Ну ладно. Хватит о грустном. Пора поработать. Открываю ящик стола, достаю очередной заказ.
Мать просила подправить фотографию погибшего сына. Убираю пятна на фотографии, делаю приветливее взгляд, чуть ироничнее. Стираю в правой руке пистолет, убираю, повисшую на губе сигарету. Вместо оружия вкладываю в руку книгу, вместо сигареты — ромашку. И вот, вместо жестокого братка, убитого на стрелке, мать увидит романтичного, чуть озорного сына, которого она знала всю жизнь, а не того, о котором ей рассказывали, пряча глаза, соседи.

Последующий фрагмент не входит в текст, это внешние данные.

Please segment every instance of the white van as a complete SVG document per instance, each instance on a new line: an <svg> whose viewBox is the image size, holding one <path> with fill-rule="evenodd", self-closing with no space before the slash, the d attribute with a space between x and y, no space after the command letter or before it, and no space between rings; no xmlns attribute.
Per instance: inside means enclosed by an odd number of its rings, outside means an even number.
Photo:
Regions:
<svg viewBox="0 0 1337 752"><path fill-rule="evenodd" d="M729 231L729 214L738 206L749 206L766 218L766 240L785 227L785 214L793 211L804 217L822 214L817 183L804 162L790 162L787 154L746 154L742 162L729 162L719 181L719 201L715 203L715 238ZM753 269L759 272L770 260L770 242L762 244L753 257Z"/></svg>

За окном загрохотал гром, тугие струи дождя забарабанили в стекло. Какая-то мысль промелькнула в голове и пропала, как быстрый метеор в хмуром небе. Ничего, если важная, вернётся.
Взял готовую работу, рассмотрел, удовлетворённо хмыкнул и убрал в папку готовых работ. Странно, в век фотошопов и прочего программного обеспечения народ валил ко мне, человеку, который раскрашивал фотографии вручную. Нет, конечно потом я засуну готовую работу в сканер и распечатаю на хорошей фотобумаге отличным принтером, но это будет завтра, а сегодня острый скальпель, ластик, карандаши и краски. Именно так и не иначе. И не надо мне рассказывать, как правильно ретушировали раньше и как легко в фотошопе сегодня. Ладно, что там дальше?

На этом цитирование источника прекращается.